Quiconque était présent à Paris ces années là se souvient de la vague d’attentats qui secoua la capitale entre juillet et octobre 1995 et du dernier attentat commis en décembre 1996, le tout faisant 12 morts et plus de 250 blessés.

À part une série de braquages et une  tentative d’attentat par un groupe djihadiste terroriste dit « Gang de Roubaix » en mars 1996, la France ne connaitra plus aucun attentat provenant du terrorisme islamiste pendant de nombreuses années.

Ce sera ensuite l’avènement d’une nouvelle menace terroriste qui ira d’actions isolées à des actes organisés et préparés par plusieurs individus, dont certains s’étaient d’ailleurs rapprochés des participants à la vague d’attentat de 1995, reliant ainsi – comme dans un étrange retour aux racines du mal – les émules d’Al-Qaïda et de daesh aux mentors des groupes islamiques armés algériens.

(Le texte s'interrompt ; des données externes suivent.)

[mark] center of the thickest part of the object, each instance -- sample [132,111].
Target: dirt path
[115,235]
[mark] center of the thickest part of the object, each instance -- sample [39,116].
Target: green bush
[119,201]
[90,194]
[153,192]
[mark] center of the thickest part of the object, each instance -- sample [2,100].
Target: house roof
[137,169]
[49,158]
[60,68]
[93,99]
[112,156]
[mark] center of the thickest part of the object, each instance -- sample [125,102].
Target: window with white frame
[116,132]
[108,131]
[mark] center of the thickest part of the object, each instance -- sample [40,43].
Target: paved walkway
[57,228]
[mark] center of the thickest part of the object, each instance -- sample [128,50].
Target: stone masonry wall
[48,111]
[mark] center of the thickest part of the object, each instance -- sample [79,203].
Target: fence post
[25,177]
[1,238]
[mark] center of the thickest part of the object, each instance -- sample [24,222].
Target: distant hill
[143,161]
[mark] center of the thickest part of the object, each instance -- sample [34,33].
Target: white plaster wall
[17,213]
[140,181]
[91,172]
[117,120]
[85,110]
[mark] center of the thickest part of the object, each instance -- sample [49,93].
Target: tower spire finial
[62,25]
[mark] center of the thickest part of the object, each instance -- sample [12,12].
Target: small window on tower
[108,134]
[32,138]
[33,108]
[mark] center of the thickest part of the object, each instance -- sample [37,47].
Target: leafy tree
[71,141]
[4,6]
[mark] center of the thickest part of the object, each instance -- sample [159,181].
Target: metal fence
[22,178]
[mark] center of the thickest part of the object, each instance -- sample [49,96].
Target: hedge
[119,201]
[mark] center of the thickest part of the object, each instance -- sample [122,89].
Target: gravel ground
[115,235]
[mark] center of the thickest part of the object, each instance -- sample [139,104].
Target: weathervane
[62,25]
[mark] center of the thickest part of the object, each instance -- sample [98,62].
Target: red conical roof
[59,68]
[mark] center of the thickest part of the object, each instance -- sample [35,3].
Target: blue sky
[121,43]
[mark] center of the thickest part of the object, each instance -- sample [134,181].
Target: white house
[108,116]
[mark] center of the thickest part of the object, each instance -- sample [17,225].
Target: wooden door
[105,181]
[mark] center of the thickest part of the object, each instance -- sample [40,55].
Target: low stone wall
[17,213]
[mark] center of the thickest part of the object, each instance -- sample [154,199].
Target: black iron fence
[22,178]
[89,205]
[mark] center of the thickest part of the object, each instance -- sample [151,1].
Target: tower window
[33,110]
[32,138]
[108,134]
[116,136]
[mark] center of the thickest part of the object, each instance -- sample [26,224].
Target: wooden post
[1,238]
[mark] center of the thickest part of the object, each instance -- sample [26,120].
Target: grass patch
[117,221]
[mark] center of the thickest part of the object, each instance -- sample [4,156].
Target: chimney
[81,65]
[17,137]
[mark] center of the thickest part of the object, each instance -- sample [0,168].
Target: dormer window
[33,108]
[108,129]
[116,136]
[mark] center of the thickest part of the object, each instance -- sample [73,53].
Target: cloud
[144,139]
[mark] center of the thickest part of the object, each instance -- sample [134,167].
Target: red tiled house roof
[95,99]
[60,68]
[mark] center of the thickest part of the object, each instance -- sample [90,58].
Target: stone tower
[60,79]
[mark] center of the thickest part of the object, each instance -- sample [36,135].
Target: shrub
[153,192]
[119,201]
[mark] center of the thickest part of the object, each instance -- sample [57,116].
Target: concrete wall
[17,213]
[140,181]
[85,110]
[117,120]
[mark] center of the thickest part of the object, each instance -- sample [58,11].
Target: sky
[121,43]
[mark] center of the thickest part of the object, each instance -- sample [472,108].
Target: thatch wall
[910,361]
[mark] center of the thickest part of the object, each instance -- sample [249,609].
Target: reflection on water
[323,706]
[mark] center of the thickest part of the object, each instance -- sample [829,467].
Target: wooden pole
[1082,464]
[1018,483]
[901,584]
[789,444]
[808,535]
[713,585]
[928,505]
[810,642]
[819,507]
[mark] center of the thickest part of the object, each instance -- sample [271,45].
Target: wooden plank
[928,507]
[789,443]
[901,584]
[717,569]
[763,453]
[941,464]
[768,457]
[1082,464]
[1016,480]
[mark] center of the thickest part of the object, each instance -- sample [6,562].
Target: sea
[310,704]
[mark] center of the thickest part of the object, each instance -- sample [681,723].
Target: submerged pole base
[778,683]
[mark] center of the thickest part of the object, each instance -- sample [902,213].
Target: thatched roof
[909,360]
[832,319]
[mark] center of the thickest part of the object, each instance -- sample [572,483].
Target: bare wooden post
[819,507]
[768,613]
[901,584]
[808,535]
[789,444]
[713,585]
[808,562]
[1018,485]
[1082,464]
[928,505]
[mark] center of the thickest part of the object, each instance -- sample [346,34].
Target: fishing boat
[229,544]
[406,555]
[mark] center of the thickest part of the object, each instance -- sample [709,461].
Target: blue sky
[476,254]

Successivement les services policiers assisterons aux départs et aux retours de certains jeunes, dès les années 90, de la Bosnie à l’Afghanistan, puis de l’Irak à la Syrie, qui iront successivement sur ces terrains d’entrainement pour les futurs recruteurs djihadistes, modèles et inspirateurs de leurs compatriotes qui s’auto radicalisent dans le même temps sur le territoire français.

Le danger n’est donc pas nouveau, il a muté et s’est transformé au fil des années sans que jamais vraiment la France ne sorte de l’objectif des différents réseaux djihadistes terroristes jusqu’à l’arrivée en force de Daesh.